Crushing and energy absorption characteristics of combined geometry shells at quasi-static and dynamic strain rates: Experimental and numerical study

• Static and dynamic crushing behaviors of combined geometry shells of hemisphere and cylinder were investigated.
• Numerical model was developed in order to investigate inertia and strain rates sensitivity of structure.
• The hemisphere cap absorbed more energy at dynamic rates than at quasi-static rates, while it exhibited lower strain rate and inertia sensitivities than the cylinder segment.
• Deformation sequence was determined both experimentally and numerically.

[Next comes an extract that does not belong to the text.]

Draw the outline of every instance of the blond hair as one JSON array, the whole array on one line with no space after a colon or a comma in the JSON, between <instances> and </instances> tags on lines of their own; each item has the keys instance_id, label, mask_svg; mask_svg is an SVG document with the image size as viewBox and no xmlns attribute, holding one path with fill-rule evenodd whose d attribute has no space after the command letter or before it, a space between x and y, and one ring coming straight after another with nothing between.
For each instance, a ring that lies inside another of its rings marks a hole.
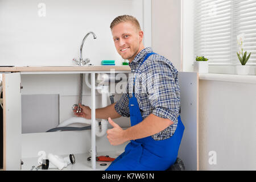
<instances>
[{"instance_id":1,"label":"blond hair","mask_svg":"<svg viewBox=\"0 0 256 182\"><path fill-rule=\"evenodd\" d=\"M136 18L135 18L133 16L127 15L118 16L117 18L115 18L110 24L111 30L112 30L113 27L114 27L117 24L118 24L120 23L124 23L124 22L130 22L131 23L133 23L134 25L135 25L136 28L139 31L141 30L141 26L139 25L139 23L138 21L138 20L136 19Z\"/></svg>"}]
</instances>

The quasi-static and dynamic crushing response and the energy absorption characteristics of combined geometry shells composed of a hemispherical cap and a cylindrical segment were investigated both experimentally and numerically. The inelastic deformation of the shells initiated with the inversion of the hemisphere cap and followed by the axisymmetric or diamond folding of the cylindrical segment depending on the loading rate and dimensions. The fracture of the thinner specimens in dynamic tests was ascribed to the rise of the flow stress to the fracture stress with increasing strain rate. The hemisphere cap absorbed more energy at dynamic rates than at quasi-static rates, while it exhibited lower strain rate and inertia sensitivities than the cylinder segment. For both the hemisphere cap and the cylinder segment, the inertial effect was shown to be more pronounced than strain rate effect at increasing impact velocities.